Disant tout cela, je ne réponds pas encore tout à fait à votre question qui est double, puisque vous demandez aussi ce que représente pour moi la lecture. Il est certain que la traduction est ce point où lire et écrire coïncident presque parfaitement : un petit essai que j’essaie de terminer sur la traduction prend cette idée pour point de départ. Mais plus largement il y a de la lecture dans l’écriture, on est d’abord un lecteur, c’est parce qu’on est un lecteur qu’on devient un écrivain. Et ce n’est pas non plus nécessaire : il y a probablement moins de très bons lecteurs que de bons écrivains. Une œuvre nouvelle redonne à lire des œuvres anciennes dont elle est l’écho, elle est portée par ce qui la précède : les esthétiques de la rupture me sont profondément étrangères, elles sont devenues selon moi la forme moderne du pompiérisme, un discours vide de sens qui table sur une rupture qui n’est plus qu’un mot creux.

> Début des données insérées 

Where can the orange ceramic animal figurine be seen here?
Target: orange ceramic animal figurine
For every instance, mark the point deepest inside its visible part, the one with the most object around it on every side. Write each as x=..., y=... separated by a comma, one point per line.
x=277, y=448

Lire est donc pour moi une activité essentielle, mais je ne serais pas honnête si je n’ajoutais pas qu’il y a deux sortes de lecture, et que je suis divisé entre les deux de par mon métier : je suis obligé de lire beaucoup pour me servir de ce que je lis dans la perspective de l’enseignement ; or les œuvres dont je me nourris vraiment ne font pas l’objet d’une lecture du même ordre de ma part : je lis pour me nourrir, précisément, pour regarder dans un livre ce qui peut m’être utile, ce qui va alimenter ma propre écriture, ce qui me concerne. Je cherche au fond ce que j’aurais pu écrire (et c’est ce qui déclenche sans doute l’envie de traduire, s’il s’agit d’un texte étranger), ou la phrase qui va me donner envie de répondre au texte lu, fût-ce pour dire le contraire, pour opposer une autre image à l’image qui m’a frappé. Les deux lectures ne coïncident guère, elles ne sont pas exclusives l’une de l’autre, mais de la seconde mes étudiants n’auraient pas grand-chose à faire (et je n’aurais pas non plus envie d’en faire état devant eux, ce serait comme parler de moi-même). Il y a donc une certaine schizophrénie entre l’enseignement et l’écriture, qui n’existait pas au même degré entre la traduction et l’écriture dans ma vie précédente : même si je suis incapable de faire un cours intéressant sur un texte que je n’aime pas, et même si, d’un autre côté, il  m’est arrivé de traduire pour gagner ma vie des choses qui m’étaient profondément indifférentes ou qui même m’agaçaient un peu. Je vous dis tout cela, mais je vis avec ces contradictions, je ne veux rien cacher : je n’ai jamais pris de pseudonyme, j’enseigne, j’écris, je traduis sous le même nom.